I've only been stung once. When a bee decided to hide in my pocket.

CrazyAlmostCanuk's picture
CrazyAlmostCanuk
2

Yeah, you can make it to adulthood without ever being stung. Especially in the Pacific Northwest (or do you Canucks call it "Southwest"?)
Not that most people manage it, though. I managed to pick up several dozen hornet stings this past summer when I didn't notice they'd built a nice basketball-sized nest in the center of my apple tree (the fruiting branches conceal the main bole). Got too close to it while mowing. No allergic reaction (or even much reaction at all), thank goodness.

So, after that, I'd have to agree with Trev, and say they are a valid obstacle on any off-road activity.

We don't have grizzlies around here. Does it count if I super-soak two black bears, instead? I'm not going to do it to a cougar, I've dealt with house cats being sprayed or dunked, and that's bad enough.

JohnnieCanuck's picture
JohnnieCanuck
0

Myself, I call it the Pacific Northwet Coast. Never heard it called the 'Southwest' before now.

CrazyAlmostCanuk's picture
CrazyAlmostCanuk
0

Well, it *is*, after all, the southwestern coast of B.C. *grin*

Rashkavar's picture
Rashkavar
0

British Columbians generally refer to it as "the coast" unless it's getting closer to Alaska than the rest of the states, in which case it's usually the North coast.
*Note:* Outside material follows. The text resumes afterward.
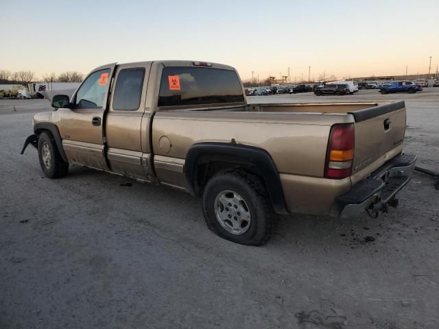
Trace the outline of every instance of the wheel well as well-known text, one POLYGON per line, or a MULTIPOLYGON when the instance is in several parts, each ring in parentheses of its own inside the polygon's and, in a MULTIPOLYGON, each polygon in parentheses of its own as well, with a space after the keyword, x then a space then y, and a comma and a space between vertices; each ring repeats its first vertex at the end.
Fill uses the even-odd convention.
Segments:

I'm quite sure the rest of Canada just says either BC or "the west" (much like we refer to the "east"...conveniently ignoring the fact that there's a lot of stuff further east and that, since the planet is round, it's all further west too.)

Ronald Riehn
0

I once accidentally messed with bees. Just walking along and suddenly getting stung all over. Had never been stung prior, to my memory. Good thing I turned out not to be allergic, I would've been so screwed.

When I got home I immediately took a shower. One of the buggers was still attached to his stinger.

TikiMonMTB's picture
TikiMonMTB
0

MTB-ing here in the American South, we're attacked by wasps and hornets in certain seasons, even after dark! It seems that the rattle and bang of our passing sets them off, presumably from nests off the trail. Can't tell you how many times I've seen one emerge from the woods and chase the rider ahead of me. Usually they can't catch us, but sometimes you're zooming along and out of the blue KNIFE IN MY SIDE AAAAGGH!

markiiu's picture
markiiu
0

I've never had bees on a ride, but there was a wasp nest on B-line a few years ago, and I took one to the back of the throat on my first ride of the day. It certainly makes it harder to get back down to the village when your uvula is the size of your tongue.